I had one fight. I fought a kid in Fayetteville…he was the toughest fight in my life – and it was the only fight in my life that I just had to lay around the next day and do nothing. He just kept coming. He just kept coming. I had to fight hard for 12 rounds. I had bruises. He was cut in several places. It was just a hard, hard fight.
AP: Who won?
DF: I did. I was defending my title actually.
AP: Is there a loss that stands out to you?
DF: When I lost my title in Atlantic City, I was sick. I had to weigh in at 135, and I had to lose some weight. That was hard. A week or two before a fight, because you’re doing everything you can to make weight, my whole immune system was weak. If I sat next to someone who had a cold, I’d get it. I would have to go a whole 24-hours without eating or drinking anything. It was hard for me to get to 135. As soon as I stepped off the scale, I’d start drinking. When I lost my title, we weighed in sooner, and I didn’t have that 24-hour period to recover a little.
I also won some fights when I was sick. But every fight I’ve lost, it’s been because I wasn’t 100%. I was sick. Had something going on. But that’s part of it.
AP: Before we go, can you leave us with one final thought? What is the biggest limitation people have in terms of being in shape or doing what they want to do physically?
DF: Probably their mental attitude. That’s the beautiful thing about working out. I like to workout. I enjoy it. A lot of people don’t. That’s probably why I did as well as I did kickboxing and am as healthy as I am now.
Sunshine’s Tips for Getting Into Shape Even if You’re Starting in Grade 1
- 1. Don’t do any exercise that hurts. There are plenty of alternatives, and work with someone who knows how to cater a workout for you. If we do an exercise that hurts your back, for example, there are a lot of exercises we can do to compensate.

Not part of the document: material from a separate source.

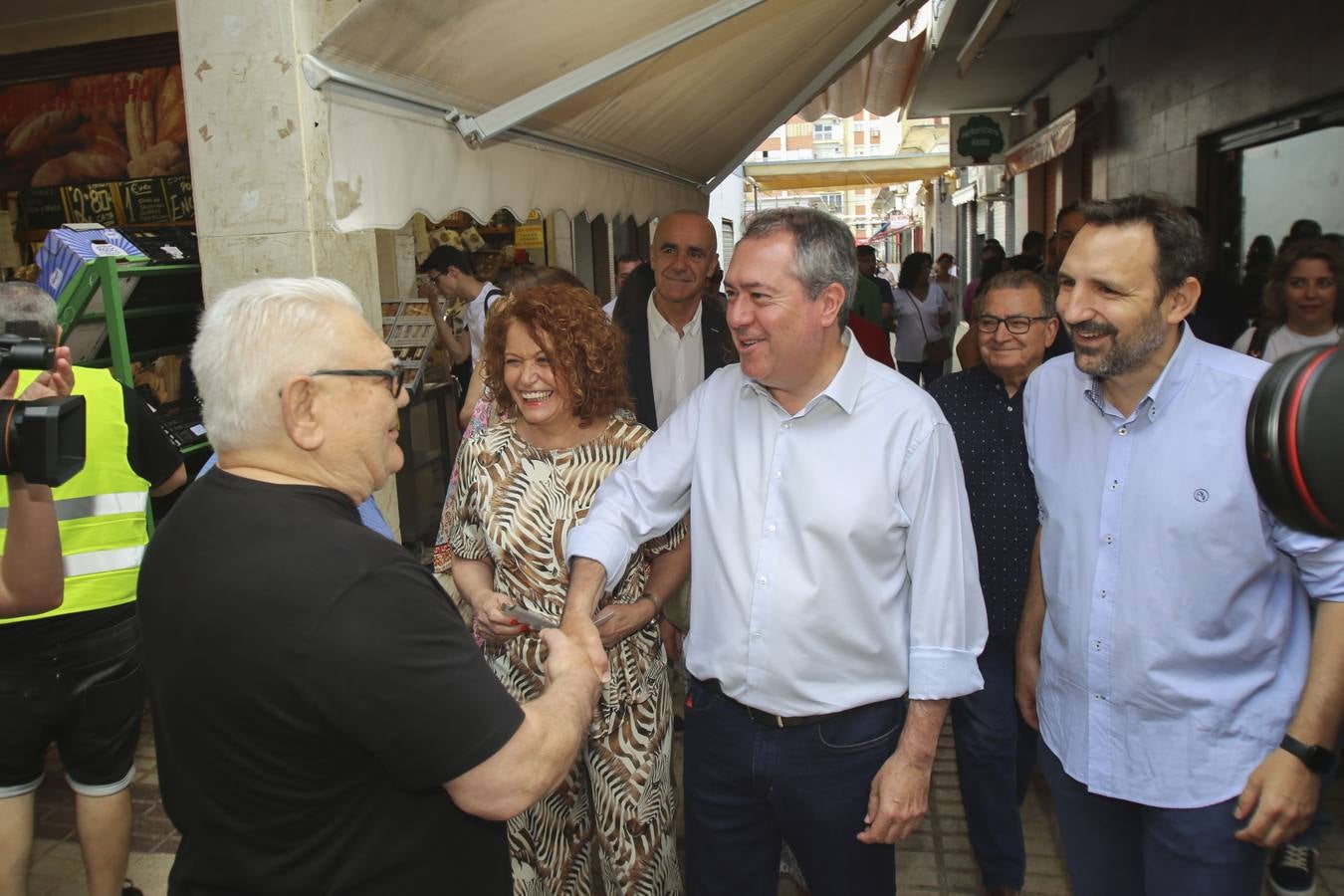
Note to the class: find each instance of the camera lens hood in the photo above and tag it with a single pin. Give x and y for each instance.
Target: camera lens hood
(1294, 441)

- 2. There is always an exercise for everyone. Some people need to just swim. I’m a big fan of riding a bicycle. Some people can do weights.
- 3. Build strength gradually. It takes time. Be patient and keep working
- at it.
- 4. Be consistent. When I think of how I worked up to 12 rounds of boxing, it’s amazing. I didn’t start out that way. I thought going three rounds…well, I thought that was tough. But then I just kept going, and in the end, anyone who fought with me knew they had to go the whole 12 rounds.
- 5. Listen to your body. There will be things you can do and can’t do. Your body will tell you.